Inside employees stealing valuable secret information are still a great threat to governments and corporations.

This age-old problem was brought home by the above-the-fold news that three senior managers at Renault in France had been suspended without pay for allegedly disclosing secrets about electric car technology to improper parties. ("Spying Probe Centers on Electric Cars," Wall Street Journal, January 7, 2011.)

Even in this computer age, real people inside real institutions do not need sophisticated computer techniques to steal real, important secrets.

This may also be the case in the recent WikiLeaks furor where an army private, in essence, allegedly stole information (the cables) to which he had legitimate access in order to transmit it improperly to others outside government.

These cases raise different issues than those posed by "cybersecurity," a concept which has, of course, been accorded great attention in our wired era.

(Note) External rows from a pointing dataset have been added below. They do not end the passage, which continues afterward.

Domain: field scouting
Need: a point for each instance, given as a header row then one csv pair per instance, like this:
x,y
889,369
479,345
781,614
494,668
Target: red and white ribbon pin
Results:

In lay terms, the concept primarily means developing defenses against attacks by outsiders against an organization's computer systems for such malignant purposes as theft or destruction. Virtually every major government, every major corporation and every major university have programs exploring the meaning and methods of this "new, new thing." And well they should. The capacity of a cyber attack to cripple essential services -- electricity, transportation, financial transactions, military operations -- or purloin highly valuable technology is clearly a threat of the first order.

Yet, as a society, we must still pay serious attention to theft the traditional way: from the inside by current or exiting employees whose motives may include money or revenge.A few recent cases:

• A former Boeing engineer was sentenced last February to 16 years in prison for stealing trade secrets relating to rockets for use by the Chinese.
• A former DuPont engineering employee was sentenced in March 2010 to 18 months in prison for stealing information to a Korean company.
• Three former Starwood Hotel executives stole confidential documents on a "life-style" hotel concept which they took to Hilton. This led to a court settlement last December that includes a substantial (undisclosed) payment by Hilton and an order enjoining Hilton for entering this line of business for two years. A New York grand jury is still evaluating whether a crime was committed.
• A Dow Chemical scientist was charged last year with economic espionage for China under a statute passed in 1996 to address the growing problem of commercial theft in a highly competitive global economy.

This threat of inside theft is especially salient at a time of accelerating technological competition among commercial entities in both developed and developing markets. Although the information may be private, the implications for national security and foreign policy may still be significant as economic growth and technological advancement are core national interests of most countries.

And major corporations do expend significant resources on cybersecurity (although there is still much to be done) and on the historic task of making sure that proprietary information is not disclosed to outsiders in more conventional settings. But unless they have sensitive technology that is part of a formal classified military program, companies rarely can afford detailed security checks on potential employees at the hiring stage. Nor at the time of promotion into sensitive positions, do they usually explore the risk of theft. And, when employees exit, it can be very difficult to ensure that they have not secreted away important information properly lodged on their computers in the past for future improper use.

The Renault and WikiLeaks cases remind us that, even in this computer age, real people inside real institutions have quotidian access to real information and do not need sophisticated computer techniques to steal real, important secrets. The Economic Espionage Act of 1996 gives federal prosecutors the means to attack these insider thefts, and the head of the Criminal Division has said this should be a DoJ priority. So, too, corporate programs relating to their own employees need to be reevaluated in light of new global competitive realities.

In short, the effort on cybersecurity against outside attackers needs to be matched by efforts in preventing theft by insiders the old-fashioned way.